Validity criteria fulfilled:
yes
Conclusions:
Half-life time of Titanium tetrakis(2-ethylhexanolate) at 25°C and at pH values normally found in the environment (pH 4-9) were determined in this study.

Since the test substance is highly hydrolytically unstable, the quantitative analysis of the test substance is not possible. The half-life time was determined based on the analysis of the hydrolysis product 2-ethylhexanol. Based on the results, it was safely concluded that the hydrolysis half-life time at 25°C at pH 4, 7 is less than 10 minutes and at pH 9 less than 5 minutes, respectively.
Executive summary:

Study performed in accordance with GLP. However, as the substance is highly hydrolytically unstable It is not possible to perform the test as outlined in the guidelines.
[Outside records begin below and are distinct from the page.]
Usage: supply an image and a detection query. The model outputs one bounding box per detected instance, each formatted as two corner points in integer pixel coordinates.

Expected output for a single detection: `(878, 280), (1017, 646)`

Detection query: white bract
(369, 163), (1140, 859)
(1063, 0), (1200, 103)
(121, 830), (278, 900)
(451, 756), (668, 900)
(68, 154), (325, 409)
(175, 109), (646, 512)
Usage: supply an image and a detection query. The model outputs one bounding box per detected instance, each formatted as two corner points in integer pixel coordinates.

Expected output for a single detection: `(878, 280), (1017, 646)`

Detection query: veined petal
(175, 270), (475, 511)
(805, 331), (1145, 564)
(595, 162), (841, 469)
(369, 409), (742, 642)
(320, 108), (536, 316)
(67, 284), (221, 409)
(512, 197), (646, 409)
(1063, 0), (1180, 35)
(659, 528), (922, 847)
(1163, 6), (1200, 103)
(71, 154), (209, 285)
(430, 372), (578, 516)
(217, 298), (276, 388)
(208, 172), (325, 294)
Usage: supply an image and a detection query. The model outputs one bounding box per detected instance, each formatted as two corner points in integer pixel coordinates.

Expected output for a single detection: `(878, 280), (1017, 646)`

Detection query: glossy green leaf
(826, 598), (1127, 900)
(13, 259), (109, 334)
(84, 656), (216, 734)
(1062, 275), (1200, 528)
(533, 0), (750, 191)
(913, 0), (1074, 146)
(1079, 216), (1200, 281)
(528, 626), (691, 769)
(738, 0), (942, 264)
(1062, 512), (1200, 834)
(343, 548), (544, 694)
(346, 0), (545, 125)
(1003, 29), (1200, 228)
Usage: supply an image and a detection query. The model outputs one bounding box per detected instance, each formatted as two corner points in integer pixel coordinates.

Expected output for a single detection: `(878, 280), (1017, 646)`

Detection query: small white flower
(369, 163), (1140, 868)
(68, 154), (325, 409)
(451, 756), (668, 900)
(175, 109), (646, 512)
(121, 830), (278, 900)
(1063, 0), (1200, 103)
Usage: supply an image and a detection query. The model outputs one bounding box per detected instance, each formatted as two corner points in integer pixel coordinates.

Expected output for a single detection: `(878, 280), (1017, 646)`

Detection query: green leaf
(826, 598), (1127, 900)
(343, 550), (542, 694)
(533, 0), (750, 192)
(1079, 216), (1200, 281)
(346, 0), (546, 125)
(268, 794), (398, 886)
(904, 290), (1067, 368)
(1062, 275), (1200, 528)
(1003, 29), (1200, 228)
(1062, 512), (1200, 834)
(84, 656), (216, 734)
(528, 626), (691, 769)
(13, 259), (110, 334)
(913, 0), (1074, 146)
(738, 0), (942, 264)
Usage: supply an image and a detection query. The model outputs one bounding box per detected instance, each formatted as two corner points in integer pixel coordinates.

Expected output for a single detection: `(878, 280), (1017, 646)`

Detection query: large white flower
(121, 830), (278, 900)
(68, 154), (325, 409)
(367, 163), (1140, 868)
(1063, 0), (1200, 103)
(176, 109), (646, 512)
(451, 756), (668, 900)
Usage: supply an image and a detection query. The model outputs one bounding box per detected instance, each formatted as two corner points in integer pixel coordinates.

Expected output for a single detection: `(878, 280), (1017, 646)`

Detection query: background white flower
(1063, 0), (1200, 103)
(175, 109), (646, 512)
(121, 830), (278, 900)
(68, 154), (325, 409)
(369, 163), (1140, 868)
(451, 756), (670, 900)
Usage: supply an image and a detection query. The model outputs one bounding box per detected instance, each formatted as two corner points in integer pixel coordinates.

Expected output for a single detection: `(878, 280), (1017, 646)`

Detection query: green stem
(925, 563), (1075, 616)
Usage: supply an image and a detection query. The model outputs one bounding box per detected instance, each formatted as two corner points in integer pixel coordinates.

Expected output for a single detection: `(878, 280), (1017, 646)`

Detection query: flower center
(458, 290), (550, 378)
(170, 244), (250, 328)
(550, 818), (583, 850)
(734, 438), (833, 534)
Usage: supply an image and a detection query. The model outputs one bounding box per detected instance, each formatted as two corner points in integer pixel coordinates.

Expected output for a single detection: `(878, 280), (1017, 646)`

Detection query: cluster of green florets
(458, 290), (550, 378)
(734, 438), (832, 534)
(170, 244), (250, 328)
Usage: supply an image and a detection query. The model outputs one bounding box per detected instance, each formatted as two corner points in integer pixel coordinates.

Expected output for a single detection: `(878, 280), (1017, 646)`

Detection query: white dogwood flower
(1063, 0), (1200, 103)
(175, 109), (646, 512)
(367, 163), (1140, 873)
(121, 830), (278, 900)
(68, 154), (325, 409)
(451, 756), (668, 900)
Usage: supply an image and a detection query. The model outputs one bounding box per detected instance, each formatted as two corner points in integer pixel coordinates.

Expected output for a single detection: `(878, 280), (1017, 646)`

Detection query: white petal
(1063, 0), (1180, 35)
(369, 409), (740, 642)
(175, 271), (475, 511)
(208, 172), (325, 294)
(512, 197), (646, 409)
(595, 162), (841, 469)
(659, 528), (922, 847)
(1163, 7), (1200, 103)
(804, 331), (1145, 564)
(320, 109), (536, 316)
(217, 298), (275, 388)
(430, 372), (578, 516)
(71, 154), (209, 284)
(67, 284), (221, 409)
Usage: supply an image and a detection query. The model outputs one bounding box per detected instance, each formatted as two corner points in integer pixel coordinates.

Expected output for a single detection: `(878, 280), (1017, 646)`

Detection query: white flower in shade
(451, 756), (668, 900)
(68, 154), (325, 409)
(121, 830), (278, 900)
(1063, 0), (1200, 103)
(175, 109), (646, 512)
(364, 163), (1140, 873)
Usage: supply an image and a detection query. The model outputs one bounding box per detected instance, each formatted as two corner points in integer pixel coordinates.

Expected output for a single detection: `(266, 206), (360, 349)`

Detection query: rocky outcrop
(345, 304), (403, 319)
In order to obtain as much information on hydrolysis as possible, an alternative test was designed.

The hydrolytic stability was tested in buffered aqueous solutions at pH 4.0, 7.0 and 9.0 at 25 0C. The progress of hydrolysis was followed by monitoring 2 -ethylhexanol, a major product of the hydrolysis of the substance. Based on the results, it was concluded that the hydrolysis half -life time for the substance was <10 minutes at pH 4 and 7, and < 5 minutes at pH 9. The response of the hydrolysis product 2 -ethylhexanol was > 99% (area). In the chromatograms, small additional peaks were observed at 3.14 minutes, 10.11 minutes, all ≤ 1% at the specific mass fragments monitored. The additional peaks might derive from impurities in the test substance and/or hydrolysis products. To achieve sufficient sensitivity for the analysis of the identified hydrolysis product, selected ion monitoring was used as detection method. Therefore it was not possible to obtain accurate information on the mass fraction of the unknown peaks nor to record their entire mass spectrum, and hence it was not possible to identify these additional peaks.
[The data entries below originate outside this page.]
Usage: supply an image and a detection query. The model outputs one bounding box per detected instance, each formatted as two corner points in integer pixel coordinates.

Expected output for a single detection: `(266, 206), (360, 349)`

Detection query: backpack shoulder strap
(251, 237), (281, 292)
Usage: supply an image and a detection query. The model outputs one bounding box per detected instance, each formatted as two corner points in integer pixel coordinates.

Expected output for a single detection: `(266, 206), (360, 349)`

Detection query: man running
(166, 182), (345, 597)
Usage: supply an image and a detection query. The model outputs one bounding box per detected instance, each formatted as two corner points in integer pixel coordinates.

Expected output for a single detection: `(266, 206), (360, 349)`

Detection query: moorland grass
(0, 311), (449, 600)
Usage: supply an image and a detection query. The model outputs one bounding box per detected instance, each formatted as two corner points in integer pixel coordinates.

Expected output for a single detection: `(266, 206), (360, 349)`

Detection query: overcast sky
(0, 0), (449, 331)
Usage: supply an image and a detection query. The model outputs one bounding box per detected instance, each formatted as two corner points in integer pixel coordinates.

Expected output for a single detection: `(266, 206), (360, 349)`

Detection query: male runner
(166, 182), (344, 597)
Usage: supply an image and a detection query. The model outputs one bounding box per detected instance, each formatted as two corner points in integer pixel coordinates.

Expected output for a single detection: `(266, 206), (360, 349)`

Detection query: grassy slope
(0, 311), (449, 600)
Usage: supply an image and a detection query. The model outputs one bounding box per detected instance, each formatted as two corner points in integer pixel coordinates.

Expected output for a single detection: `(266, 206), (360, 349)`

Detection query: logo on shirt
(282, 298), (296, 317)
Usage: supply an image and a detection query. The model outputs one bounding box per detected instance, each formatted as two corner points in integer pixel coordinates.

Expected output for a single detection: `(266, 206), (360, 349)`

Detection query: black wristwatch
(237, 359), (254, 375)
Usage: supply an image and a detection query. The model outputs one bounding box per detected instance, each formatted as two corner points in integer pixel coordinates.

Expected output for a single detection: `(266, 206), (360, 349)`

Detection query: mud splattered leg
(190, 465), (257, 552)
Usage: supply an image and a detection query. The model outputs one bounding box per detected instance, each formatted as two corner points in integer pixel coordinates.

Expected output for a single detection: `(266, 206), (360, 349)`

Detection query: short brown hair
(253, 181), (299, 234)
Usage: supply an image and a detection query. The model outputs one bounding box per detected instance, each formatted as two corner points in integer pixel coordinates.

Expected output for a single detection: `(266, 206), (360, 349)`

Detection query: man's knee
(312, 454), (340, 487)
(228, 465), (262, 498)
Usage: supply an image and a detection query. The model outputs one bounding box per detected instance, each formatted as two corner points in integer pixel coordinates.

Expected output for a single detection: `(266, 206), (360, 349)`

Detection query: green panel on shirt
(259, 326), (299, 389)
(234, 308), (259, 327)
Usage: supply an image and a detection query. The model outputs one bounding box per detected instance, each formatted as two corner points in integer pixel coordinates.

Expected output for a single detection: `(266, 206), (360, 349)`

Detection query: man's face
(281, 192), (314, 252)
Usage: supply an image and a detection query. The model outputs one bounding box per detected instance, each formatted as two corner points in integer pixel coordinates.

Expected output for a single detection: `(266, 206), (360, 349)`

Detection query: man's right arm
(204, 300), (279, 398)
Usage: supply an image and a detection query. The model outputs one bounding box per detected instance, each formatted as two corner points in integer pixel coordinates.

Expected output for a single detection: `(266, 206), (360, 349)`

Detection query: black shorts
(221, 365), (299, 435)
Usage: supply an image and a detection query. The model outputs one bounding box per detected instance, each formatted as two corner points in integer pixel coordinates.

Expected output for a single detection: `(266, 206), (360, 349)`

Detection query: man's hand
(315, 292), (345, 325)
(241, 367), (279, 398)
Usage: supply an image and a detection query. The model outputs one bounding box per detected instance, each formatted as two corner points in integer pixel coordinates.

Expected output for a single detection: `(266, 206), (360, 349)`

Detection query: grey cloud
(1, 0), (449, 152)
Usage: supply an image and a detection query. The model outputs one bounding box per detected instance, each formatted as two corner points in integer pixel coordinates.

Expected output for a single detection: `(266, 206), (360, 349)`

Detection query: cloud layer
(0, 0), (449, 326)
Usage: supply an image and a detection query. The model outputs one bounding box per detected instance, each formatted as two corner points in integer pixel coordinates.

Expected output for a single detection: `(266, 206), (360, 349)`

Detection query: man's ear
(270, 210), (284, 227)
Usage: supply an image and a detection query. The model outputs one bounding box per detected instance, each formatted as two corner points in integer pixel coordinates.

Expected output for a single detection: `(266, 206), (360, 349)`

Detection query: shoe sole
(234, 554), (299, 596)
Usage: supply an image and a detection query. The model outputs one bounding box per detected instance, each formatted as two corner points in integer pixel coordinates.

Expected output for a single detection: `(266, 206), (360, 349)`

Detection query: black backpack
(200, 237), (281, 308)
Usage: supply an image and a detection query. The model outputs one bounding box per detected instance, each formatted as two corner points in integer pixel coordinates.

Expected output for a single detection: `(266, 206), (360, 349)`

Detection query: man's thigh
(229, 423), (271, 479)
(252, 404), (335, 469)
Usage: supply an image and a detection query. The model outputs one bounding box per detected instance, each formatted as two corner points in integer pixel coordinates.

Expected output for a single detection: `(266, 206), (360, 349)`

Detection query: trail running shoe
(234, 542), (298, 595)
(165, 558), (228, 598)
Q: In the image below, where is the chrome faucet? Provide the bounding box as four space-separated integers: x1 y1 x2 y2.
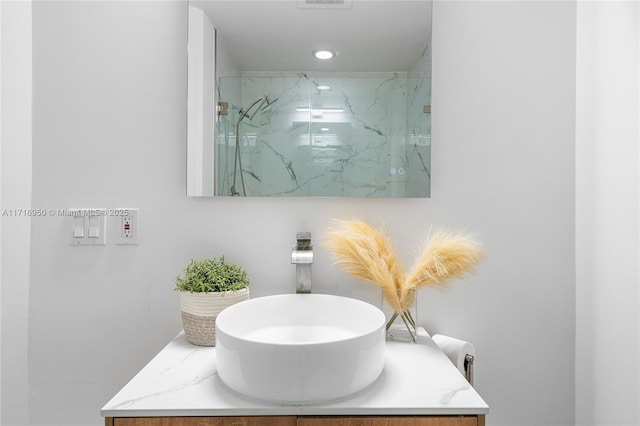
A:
291 232 313 293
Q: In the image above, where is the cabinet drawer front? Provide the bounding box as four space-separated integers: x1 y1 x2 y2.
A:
113 416 296 426
298 416 478 426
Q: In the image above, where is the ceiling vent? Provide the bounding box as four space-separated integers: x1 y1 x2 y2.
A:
298 0 353 9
The results of this study are considered reliable to be used for C&L purposes to conclude this substance to be hydrolytically unstable releasing only 2 -ethylhexanol and hydrated titanium dioxide when in contact with water. Based on the results this substance can be considered as rapidly degradable.

Description of key information

Hydrolytically unstable with the half-life time of < 10 minutes at 25 deg. C at pH 4, 7 and < 5 minutes at pH 9.

Key value for chemical safety assessment

Half-life for hydrolysis:
10 min
at the temperature of:
25 °C

Additional information

Study was performed by using OECD 111 in accordance with GLP for the structurally similar titanate. However, as the substance is hydrolytically unstable it was not possible to perform the test as outlined in the guidelines. In order to obtain as much information on hydrolysis as possible, an alternative test was designed. The hydrolytic stability was tested in buffered aqueous solutions at pH 4.0, 7.0, and 9.0 at 25°C for 40 minutes. The progress of the hydrolysis was followed by monitoring the main degradation product; 2-ethylhexanol. Additionally, the formation of a white precipitation was observed during the hydrolysis study. This is due to the formation of the insoluble titanium oxides.

No other degradation products than 2 -ethylhexanol and titanium oxide were identified. According to Tier 3 approach, the response of the hydrolysis product 2-ethylhexanol was > 99% (area). In the chromatograms, small additional peaks were observed. Retention times in test at pH 4 and pH 7 were 3.14 minutes and 10.11 minutes. Retention times in test at pH 9 were 3.16 minutes and 10.21 minutes. All ≤ 1% at the specific mass fragments monitored. The additional peaks might derive from impurities in the test substance and/or hydrolysis products. To achieve sufficient sensitivity for the analysis of the identified hydrolysis product, selected ion monitoring was used as detection method. Therefore it was not possible to obtain accurate information on the mass fraction of the unknown peaks or to record their entire mass spectrum, and hence it was not possible to identify these additional peaks.

The results of this study are considered reliable to be used for C&L purposes to conclude this substance to be hydrolytically unstable releasing only 2 -ethylhexanol and hydrated titanium dioxide when in contact with water. Based on the results this substance can be considered as rapidly degradable.